This sites received 91,000 hits per year.  My page on hexagonal grid analysis receives a consistent percentage of these hits.

The reason is the description on how to use and manipulate the hex grid method of mapping, my arguments as to how it reduces error production in spatial analysis by 25% +/-, and the value of downloading the hexagonal grid modeling tool that I posted 5 years ago, for students in search of a unique final project.

I developed this method of analyzing health in the winter of 2002/3, twelve years ago.

It was successfully applied at the state level to demonstrate the spatial relationship between exposure to chemicals and leukemia/lymphoma case reporting.

Source: brianaltonenmph.com

The isolines that are developed from hexagonal grids are more accurate and visually appealing than those generated using a traditional square cell grid technique.

A fairly detailed statistical analysis I performed comparing square cell grids to hex cell grids demonstrated there to be a 42% of error with square grid cells due to corner-centroid spatial relationships.  With hex grids, this relationship is reduced to 16%-17% potential for error in spatial assignments.

The hex cell method is by far more reliable and useful than the traditional square cell method, yet 90% or more of GIS analysts rely upon the more error prone older methods.

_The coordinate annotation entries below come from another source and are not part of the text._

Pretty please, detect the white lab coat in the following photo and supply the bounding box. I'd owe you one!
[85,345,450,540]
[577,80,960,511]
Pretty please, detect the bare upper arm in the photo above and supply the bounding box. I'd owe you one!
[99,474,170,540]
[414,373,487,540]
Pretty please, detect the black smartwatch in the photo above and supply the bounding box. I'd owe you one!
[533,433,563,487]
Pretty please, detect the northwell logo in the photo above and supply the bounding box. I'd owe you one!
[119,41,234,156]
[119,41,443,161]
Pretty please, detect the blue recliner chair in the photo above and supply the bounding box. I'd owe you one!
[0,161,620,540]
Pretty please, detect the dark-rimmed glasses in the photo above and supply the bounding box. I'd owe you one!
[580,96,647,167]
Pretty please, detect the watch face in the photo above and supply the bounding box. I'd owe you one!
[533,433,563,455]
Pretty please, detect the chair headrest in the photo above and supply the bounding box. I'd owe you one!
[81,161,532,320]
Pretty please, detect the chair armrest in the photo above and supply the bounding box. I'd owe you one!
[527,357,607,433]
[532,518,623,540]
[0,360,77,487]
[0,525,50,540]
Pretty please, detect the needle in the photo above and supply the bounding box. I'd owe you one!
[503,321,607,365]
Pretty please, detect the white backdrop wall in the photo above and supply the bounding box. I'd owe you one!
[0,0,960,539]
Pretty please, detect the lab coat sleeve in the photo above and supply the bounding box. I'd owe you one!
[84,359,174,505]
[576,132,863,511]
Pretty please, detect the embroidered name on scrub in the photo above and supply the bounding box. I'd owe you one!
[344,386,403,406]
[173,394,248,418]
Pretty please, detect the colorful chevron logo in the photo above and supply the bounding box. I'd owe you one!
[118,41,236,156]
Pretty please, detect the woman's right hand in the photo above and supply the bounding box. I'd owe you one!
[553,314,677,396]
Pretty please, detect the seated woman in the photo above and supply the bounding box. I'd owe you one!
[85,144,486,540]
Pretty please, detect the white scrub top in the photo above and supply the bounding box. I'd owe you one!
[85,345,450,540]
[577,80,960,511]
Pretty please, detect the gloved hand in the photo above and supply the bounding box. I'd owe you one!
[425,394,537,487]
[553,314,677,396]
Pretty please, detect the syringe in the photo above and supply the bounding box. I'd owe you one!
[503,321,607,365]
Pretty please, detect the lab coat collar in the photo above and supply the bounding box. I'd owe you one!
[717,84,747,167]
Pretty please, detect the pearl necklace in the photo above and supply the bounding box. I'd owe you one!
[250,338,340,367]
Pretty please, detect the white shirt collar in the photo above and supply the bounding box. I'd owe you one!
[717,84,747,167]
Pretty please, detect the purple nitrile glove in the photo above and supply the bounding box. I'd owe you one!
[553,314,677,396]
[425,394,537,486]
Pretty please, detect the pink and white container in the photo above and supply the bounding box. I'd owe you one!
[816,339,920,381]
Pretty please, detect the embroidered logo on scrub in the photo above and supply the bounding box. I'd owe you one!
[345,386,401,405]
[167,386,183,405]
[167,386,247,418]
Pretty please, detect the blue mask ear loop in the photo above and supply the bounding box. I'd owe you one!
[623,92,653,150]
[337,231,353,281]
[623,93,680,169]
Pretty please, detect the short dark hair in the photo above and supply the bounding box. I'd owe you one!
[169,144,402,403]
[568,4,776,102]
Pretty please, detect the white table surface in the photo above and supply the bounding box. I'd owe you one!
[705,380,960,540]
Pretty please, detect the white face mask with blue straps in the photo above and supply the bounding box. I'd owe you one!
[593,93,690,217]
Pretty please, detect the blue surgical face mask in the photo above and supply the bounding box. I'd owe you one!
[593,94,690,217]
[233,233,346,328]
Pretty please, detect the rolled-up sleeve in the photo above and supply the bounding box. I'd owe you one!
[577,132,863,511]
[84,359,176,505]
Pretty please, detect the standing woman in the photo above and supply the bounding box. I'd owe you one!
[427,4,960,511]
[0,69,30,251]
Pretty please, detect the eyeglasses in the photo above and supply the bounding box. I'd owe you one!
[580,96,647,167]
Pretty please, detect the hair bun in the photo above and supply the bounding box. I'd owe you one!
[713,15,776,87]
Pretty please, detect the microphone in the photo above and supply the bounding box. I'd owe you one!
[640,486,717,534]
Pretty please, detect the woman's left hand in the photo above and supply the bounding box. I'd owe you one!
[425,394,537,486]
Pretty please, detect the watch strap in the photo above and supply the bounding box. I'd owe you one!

The number of visitors at my site on medical GIS for hex grid training is unique, and consists mostly of students, who are engaged in some sort of GIS lab project or producing a project in GIS to hand in as a term project or paper.

One way to understand the ingenuity of a GIS user is to determine how exposed and familiar he/she is to the applications of grid modeling, and the benefits of hex grid methods over square grid methods.

For grid mapping spatial analysts, until hex grid cell methods are employed, esp. for medical GIS, we will always be dealing with the >40% spatial error problem for our work.

The major advantage of grid mapping is that it does not require base mapping, or even the use of a background GIS to produce your results.  With the hex grid method, we could avoid the need for a regular GIS to produce our results (a popular early 1990s philosophy amongst us grid analysts), but hex grid mapping techniques provide a greater benefit and more useful graphic output when developing using a standard vector GIS tool for the spatial analysis.